Jones Martin, Rose Ann
Department of Medical Genetics, University of British Columbia, Vancouver, BC, Canada V6T 1Z4.
Anemia. 2012;2012:323721. doi: 10.1155/2012/323721. Epub 2012 May 30.
C. elegans provides an excellent model system for the study of the Fanconi Anemia (FA), one of the hallmarks of which is sensitivity to interstrand crosslinking agents. Central to our understanding of FA has been the investigation of DOG-1, the functional ortholog of the deadbox helicase FANCJ. Here we review the current understanding of the unique role of DOG-1 in maintaining stability of G-rich DNA in C. elegans and explore the question of why DOG-1 animals are crosslink sensitive.
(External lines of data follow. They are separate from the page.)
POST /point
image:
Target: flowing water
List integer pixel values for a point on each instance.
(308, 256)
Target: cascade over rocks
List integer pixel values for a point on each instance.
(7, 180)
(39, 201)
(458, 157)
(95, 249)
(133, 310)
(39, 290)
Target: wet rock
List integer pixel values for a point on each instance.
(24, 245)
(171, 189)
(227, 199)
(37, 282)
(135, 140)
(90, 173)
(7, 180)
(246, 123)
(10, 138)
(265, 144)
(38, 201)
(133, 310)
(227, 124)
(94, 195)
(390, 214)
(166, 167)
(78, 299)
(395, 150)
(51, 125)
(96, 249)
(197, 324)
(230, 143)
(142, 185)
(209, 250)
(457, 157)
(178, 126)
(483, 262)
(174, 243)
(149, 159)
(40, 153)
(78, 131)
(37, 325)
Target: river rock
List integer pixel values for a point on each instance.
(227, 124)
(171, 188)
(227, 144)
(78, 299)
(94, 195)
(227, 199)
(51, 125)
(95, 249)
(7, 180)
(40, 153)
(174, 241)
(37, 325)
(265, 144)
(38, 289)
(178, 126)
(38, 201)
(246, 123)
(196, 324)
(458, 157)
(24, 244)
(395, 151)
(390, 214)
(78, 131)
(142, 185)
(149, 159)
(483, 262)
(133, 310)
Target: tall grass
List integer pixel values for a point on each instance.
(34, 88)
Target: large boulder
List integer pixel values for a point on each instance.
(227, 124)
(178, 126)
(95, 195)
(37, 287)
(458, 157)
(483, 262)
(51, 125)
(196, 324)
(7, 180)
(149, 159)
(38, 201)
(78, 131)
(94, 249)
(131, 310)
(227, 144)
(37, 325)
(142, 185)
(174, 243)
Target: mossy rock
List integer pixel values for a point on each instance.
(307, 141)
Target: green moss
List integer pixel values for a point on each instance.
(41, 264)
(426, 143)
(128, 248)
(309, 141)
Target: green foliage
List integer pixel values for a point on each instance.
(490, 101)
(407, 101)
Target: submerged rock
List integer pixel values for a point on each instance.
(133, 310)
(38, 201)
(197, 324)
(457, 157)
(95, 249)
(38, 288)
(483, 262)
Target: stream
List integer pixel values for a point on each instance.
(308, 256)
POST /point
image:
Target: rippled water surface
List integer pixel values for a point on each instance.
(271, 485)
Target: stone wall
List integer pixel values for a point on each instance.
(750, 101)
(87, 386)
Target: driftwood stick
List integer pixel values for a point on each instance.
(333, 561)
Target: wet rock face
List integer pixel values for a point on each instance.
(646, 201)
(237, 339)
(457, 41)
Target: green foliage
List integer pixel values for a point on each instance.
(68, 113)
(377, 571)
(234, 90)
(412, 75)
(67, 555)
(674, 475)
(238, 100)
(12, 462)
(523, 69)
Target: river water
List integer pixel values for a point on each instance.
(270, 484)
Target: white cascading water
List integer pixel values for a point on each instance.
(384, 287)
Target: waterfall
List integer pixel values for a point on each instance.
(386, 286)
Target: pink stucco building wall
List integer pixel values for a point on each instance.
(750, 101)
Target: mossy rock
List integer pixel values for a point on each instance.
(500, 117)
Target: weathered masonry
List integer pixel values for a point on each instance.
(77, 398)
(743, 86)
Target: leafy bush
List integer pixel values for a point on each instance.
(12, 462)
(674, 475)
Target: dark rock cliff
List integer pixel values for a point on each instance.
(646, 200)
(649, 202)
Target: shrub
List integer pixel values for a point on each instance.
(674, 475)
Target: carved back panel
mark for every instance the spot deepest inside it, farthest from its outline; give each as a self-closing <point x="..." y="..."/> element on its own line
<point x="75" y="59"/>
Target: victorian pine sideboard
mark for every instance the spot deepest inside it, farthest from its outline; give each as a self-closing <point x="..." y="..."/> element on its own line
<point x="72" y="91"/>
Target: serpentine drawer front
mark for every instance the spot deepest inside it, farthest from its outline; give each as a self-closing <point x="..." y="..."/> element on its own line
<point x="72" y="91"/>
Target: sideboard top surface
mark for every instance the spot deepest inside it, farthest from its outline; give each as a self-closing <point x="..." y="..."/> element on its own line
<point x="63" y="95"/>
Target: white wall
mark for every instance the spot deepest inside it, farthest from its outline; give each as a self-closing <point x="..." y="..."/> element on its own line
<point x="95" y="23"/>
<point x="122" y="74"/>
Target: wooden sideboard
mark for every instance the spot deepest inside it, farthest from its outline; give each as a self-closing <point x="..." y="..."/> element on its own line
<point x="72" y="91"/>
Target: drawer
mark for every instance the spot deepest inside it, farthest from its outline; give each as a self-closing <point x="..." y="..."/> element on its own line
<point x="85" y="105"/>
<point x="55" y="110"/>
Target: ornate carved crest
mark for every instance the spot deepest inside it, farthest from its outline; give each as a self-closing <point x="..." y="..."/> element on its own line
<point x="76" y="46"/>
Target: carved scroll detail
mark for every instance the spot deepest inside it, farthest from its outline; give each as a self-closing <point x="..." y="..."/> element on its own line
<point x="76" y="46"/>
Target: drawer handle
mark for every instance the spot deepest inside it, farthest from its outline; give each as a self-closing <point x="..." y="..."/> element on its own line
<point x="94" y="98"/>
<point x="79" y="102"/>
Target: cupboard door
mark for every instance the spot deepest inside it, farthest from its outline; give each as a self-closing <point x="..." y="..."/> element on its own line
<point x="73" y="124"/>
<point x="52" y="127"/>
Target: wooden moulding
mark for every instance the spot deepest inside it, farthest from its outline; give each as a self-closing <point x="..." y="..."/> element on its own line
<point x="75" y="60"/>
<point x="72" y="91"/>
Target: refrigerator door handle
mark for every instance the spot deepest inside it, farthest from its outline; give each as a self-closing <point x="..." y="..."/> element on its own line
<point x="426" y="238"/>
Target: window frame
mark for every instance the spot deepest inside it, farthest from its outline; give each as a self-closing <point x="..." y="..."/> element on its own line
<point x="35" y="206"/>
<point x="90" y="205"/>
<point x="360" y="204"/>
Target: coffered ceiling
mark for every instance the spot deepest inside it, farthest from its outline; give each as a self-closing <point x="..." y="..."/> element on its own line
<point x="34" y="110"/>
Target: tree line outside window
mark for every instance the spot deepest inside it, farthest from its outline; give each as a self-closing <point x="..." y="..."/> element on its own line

We propose a dynamic model in which noncovalently linked G-rich structures form and un-form in the presence of DOG-1. When DOG-1 is absent but crosslinking agents are present the G-rich structures are readily covalently crosslinked, resulting in increased crosslinks formation and thus giving increased crosslink sensitivity. In this interpretation DOG-1 is neither upstream nor downstream in the FA pathway, but works alongside it to limit the availability of crosslink substrates. This model reconciles the crosslink sensitivity observed in the absence of DOG-1 function with its unique role in maintaining G-Rich DNA and will help to formulate experiments to test this hypothesis.
秀丽隐杆线虫为研究范可尼贫血(FA)提供了一个出色的模型系统,其特征之一是对链间交联剂敏感。对FA的理解核心在于对DOG-1的研究,DOG-1是解旋酶FANCJ的功能同源物。在此,我们回顾了目前对DOG-1在维持秀丽隐杆线虫富含G的DNA稳定性中独特作用的理解,并探讨了为什么缺失DOG-1的动物对交联敏感这一问题。我们提出了一个动态模型,即在有DOG-1存在的情况下,非共价连接的富含G的结构形成并解体。当没有DOG-1但存在交联剂时,富含G的结构很容易发生共价交联,导致交联形成增加,从而使交联敏感性增加。按照这种解释,DOG-1在FA途径中既不处于上游也不处于下游,而是与该途径协同作用以限制交联底物的可用性。该模型调和了在没有DOG-1功能时观察到的交联敏感性与其在维持富含G的DNA中的独特作用,并将有助于制定实验来检验这一假设。